Rising temperatures have caused a thawing of Lake Michigan that has produced stunning ice shard formations.
— Joel Bissell / Kalamazoo Gazette via AP
Cyclone's toll
Rebecca Albino, a mother of three, mourns beside the coffin of her husband during his funeral in Beira, Mozambique on March 20.
Cyclone Idai lashed southern Africa, submerging towns and villages and leaving at least 500 dead.
— Yasuyoshi Chiba / AFP - Getty Images
Mosque attack
People wait for news after an attack outside a mosque in central Christchurch, New Zealand, on March 15.
A suspected white supremacist has been charged with murder in attacks on two mosques that killed 50 worshippers.
— Mark Baker / AP
A nation in pain
A girl lays flowers on a wall at the Botanical Gardens in Christchurch, New Zealand, on March 17.
New Zealand's stricken residents reached out to Muslims in their neighborhoods and around the country, in a fierce determination to show kindness to a community in pain.
— Vincent Thian / AP
Wind power: Old and new
The "tall ship" William II passes a wind turbine as it sails along the northeast coast of England on March 19.
— Owen Humphreys / PA via AP
Purim costumes
An Ultra-Orthodox family is dressed for the Jewish holiday of Purim in Israel on March 20.
— Amir Cohen / Reuters
Iowa under water
Homes and businesses are surrounded by floodwaters on March 20 in Hamburg, Iowa.
Several Midwest states battled some of the worst flooding they have experienced in decades as rain and snow melt from the recent "bomb cyclone" inundated rivers and streams.
— Scott Olson / Getty Images
Polar bear debut
A polar bear cub plays with her mother Tonja as the cub ventured out for the first time outside of their indoor cage on March 18 at the Tierpark zoo in Berlin.
The bear was born on December 1 but has spent three and a half months living in darkness with her mother inside her enclosure. Born deaf and blind, polar bear cubs require intensive maternal nurturing.
— Jens Kalaene / AFP - Getty Images
Haka tribute
Students perform a traditional Maori haka during a vigil near Al Noor mosque on March 18 in Christchurch, New Zealand.

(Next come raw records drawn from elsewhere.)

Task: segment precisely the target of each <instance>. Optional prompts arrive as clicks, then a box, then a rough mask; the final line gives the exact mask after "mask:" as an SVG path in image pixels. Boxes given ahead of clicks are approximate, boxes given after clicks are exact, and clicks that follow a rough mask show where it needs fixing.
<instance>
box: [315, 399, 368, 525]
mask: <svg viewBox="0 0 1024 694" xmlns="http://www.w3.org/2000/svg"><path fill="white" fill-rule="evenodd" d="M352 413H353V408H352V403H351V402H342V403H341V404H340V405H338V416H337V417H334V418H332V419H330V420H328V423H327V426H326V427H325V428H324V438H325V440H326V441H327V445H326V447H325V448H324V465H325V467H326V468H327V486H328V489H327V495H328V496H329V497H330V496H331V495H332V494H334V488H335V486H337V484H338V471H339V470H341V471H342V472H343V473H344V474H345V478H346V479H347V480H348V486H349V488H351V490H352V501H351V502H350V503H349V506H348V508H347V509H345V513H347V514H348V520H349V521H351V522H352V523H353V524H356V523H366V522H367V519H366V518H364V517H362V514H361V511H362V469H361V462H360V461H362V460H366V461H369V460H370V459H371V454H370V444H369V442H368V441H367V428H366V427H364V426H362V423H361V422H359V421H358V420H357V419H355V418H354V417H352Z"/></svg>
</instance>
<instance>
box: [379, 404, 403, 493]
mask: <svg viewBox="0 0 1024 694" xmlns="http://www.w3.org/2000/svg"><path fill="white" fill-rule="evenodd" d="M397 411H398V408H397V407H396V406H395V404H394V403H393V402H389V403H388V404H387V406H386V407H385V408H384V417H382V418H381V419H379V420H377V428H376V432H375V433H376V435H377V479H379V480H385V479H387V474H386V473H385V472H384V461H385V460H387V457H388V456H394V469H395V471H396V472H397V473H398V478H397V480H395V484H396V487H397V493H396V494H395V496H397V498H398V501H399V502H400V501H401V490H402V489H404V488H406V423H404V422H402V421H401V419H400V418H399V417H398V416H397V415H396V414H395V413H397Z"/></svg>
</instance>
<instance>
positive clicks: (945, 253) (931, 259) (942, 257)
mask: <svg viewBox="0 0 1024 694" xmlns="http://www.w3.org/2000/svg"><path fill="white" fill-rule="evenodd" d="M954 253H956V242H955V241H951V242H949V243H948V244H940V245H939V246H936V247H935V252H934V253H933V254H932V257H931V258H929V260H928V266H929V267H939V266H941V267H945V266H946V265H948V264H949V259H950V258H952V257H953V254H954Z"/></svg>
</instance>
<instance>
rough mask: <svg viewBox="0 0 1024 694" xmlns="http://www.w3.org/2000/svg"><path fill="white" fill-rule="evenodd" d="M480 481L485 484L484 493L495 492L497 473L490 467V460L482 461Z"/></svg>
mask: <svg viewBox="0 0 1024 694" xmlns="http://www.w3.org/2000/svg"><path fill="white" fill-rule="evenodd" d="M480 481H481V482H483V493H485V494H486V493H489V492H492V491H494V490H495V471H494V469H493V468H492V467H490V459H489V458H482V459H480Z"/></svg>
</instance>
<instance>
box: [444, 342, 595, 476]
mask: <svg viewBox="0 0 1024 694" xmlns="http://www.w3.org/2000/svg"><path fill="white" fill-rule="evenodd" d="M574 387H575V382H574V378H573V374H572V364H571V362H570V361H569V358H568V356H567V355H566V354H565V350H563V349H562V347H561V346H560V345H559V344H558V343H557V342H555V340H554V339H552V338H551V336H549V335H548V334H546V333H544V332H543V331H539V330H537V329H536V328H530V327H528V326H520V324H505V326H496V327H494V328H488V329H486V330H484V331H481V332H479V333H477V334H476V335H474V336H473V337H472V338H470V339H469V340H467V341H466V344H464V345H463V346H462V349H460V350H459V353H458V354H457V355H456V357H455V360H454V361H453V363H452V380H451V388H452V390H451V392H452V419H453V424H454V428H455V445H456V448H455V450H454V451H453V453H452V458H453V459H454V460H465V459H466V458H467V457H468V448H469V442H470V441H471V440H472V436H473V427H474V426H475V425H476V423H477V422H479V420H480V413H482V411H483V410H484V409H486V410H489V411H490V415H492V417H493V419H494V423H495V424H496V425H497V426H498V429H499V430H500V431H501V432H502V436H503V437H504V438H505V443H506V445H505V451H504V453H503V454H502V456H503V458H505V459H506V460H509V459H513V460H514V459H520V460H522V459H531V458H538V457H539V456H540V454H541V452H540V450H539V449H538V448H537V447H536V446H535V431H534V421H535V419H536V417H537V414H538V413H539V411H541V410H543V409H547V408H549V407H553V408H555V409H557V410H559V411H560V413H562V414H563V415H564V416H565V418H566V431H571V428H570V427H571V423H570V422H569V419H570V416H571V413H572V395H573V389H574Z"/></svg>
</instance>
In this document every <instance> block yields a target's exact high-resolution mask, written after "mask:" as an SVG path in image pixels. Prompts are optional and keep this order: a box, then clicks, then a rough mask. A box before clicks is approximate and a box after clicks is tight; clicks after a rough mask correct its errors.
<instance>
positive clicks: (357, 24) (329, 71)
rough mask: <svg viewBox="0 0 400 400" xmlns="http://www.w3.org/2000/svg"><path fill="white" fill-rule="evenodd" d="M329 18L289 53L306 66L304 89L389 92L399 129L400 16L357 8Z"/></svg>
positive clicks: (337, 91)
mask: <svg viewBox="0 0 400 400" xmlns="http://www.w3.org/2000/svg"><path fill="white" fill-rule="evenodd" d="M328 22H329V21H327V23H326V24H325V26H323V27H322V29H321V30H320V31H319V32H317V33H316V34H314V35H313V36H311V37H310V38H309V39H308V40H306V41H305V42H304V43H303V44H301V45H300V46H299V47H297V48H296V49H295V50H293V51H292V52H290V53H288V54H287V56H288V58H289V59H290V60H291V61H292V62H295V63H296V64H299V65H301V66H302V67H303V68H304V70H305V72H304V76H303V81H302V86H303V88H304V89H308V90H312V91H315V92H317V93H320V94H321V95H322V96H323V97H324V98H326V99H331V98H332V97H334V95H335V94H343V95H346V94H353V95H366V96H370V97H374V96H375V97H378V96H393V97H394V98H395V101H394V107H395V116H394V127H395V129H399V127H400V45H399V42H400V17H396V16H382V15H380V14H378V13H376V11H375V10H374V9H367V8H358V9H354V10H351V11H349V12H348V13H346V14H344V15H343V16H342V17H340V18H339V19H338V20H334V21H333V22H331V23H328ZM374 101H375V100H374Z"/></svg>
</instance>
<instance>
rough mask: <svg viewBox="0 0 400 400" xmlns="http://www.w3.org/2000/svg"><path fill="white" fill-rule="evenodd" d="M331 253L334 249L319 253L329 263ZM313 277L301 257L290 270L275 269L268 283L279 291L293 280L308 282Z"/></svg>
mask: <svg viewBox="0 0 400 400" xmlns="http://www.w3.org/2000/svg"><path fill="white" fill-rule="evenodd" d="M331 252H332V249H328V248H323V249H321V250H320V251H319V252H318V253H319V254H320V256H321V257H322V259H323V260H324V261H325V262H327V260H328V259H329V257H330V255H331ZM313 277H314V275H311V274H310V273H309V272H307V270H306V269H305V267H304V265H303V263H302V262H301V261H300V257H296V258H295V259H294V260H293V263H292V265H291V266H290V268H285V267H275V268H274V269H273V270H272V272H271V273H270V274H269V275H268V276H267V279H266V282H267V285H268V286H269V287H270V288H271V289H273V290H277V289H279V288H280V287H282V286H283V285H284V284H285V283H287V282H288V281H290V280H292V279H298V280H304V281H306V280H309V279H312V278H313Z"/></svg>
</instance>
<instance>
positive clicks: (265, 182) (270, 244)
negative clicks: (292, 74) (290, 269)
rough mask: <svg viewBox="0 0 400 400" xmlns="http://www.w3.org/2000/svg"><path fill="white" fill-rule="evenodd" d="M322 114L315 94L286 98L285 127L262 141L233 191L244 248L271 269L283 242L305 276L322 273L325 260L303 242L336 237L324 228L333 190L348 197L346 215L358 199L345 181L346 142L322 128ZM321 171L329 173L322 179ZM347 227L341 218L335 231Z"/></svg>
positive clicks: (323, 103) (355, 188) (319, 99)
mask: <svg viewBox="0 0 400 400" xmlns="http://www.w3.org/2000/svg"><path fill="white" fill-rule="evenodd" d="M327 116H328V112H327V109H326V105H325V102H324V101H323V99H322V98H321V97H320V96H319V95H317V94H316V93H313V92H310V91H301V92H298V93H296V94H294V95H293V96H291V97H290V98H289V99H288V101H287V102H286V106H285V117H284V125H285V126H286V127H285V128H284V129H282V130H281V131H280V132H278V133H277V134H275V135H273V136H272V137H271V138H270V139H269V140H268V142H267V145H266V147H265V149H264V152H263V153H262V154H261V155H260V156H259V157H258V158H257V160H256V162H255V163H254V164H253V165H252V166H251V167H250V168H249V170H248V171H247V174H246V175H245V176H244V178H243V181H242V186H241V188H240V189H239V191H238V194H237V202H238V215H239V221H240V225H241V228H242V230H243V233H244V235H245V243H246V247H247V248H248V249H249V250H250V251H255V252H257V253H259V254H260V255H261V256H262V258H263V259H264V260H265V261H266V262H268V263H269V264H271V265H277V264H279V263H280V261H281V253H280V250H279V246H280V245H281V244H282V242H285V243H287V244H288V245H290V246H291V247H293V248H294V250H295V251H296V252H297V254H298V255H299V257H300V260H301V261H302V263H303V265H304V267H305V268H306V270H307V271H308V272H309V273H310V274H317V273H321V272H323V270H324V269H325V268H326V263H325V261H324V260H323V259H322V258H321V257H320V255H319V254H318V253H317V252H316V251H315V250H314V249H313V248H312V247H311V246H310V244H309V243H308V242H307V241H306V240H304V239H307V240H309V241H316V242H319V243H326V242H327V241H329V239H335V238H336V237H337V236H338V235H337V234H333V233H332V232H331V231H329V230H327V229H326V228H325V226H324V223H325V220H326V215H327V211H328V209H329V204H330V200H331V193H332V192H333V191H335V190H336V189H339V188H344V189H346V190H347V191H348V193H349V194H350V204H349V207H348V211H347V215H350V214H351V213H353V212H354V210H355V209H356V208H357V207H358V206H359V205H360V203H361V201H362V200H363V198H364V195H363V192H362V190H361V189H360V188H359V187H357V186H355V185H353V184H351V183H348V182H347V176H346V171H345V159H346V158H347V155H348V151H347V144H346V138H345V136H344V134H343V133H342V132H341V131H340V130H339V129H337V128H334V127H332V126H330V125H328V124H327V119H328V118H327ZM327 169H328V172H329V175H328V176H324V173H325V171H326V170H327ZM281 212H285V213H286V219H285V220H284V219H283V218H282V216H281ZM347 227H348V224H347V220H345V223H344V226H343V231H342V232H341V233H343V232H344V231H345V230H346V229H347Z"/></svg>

— Carl Court / Getty Images
Havana spray
A wave crashes against the sea wall as a taxi drives past on the Malecon, Havana's oceanfront boulevard, on March 19.
— Ramon Espinosa / AP
The Vessel opens
Visitors walk up the climbable sculpture known as the Vessel during the the opening of Hudson Yards on March 15.
New York City's newest neighborhood is a whopping 14-acre, $16 billion real estate project with 100 retail stores.
— Timothy A. Clary / AFP - Getty Images
Flooded tracks
A BNSF train sits in floodwaters from the Platte River in Plattsmouth, Nebraska, on March 17.
— Nati Harnik / AP
Holi colors
Children throw colored powder in the air during Holi celebrations in Chennai, India, on March 21.
The Hindu festival marks the beginning of spring with an explosion of colors, chanting of devotional songs and prayer.
— Arun Sankar / AFP - Getty Images
London restoration
The newly restored Painted Hall at the Old Royal Naval College on March 20 in London.
The hall, designed by Sir Christopher Wren as a ceremonial dining room in the early 18th Century, reopens to the public on March 23 after a two-and-a-half year conservation project.
— Jack Taylor / Getty Images
Offering at the border
A woman on the Israeli side gives balloons to an Israeli soldier, near the border between Israel and Gaza on March 15.
— Amir Cohen / Reuters
Cyclone's aftermath
A woman walks through the flooded streets of Beira, Mozambique, on March 17.
— Josh Estey / Care International via Reuters
Blastoff!
Photographers take pictures as a Soyuz rocket carrying cosmonaut Alexei Ovchinin and U.S. astronauts Nick Hague and Christina Koch blasts off to the International Space Station from the launchpad at the Baikonur Cosmodrome in Kazakhstan on March 15.
Hague and Ovchinin were part of an aborted launch in October that failed two minutes into its flight, activating a rescue system that allowed their capsule to land safely.
That accident was the first aborted crew launch for the Russian space program since 1983, when two Soviet cosmonauts safely jettisoned after a launch pad explosion.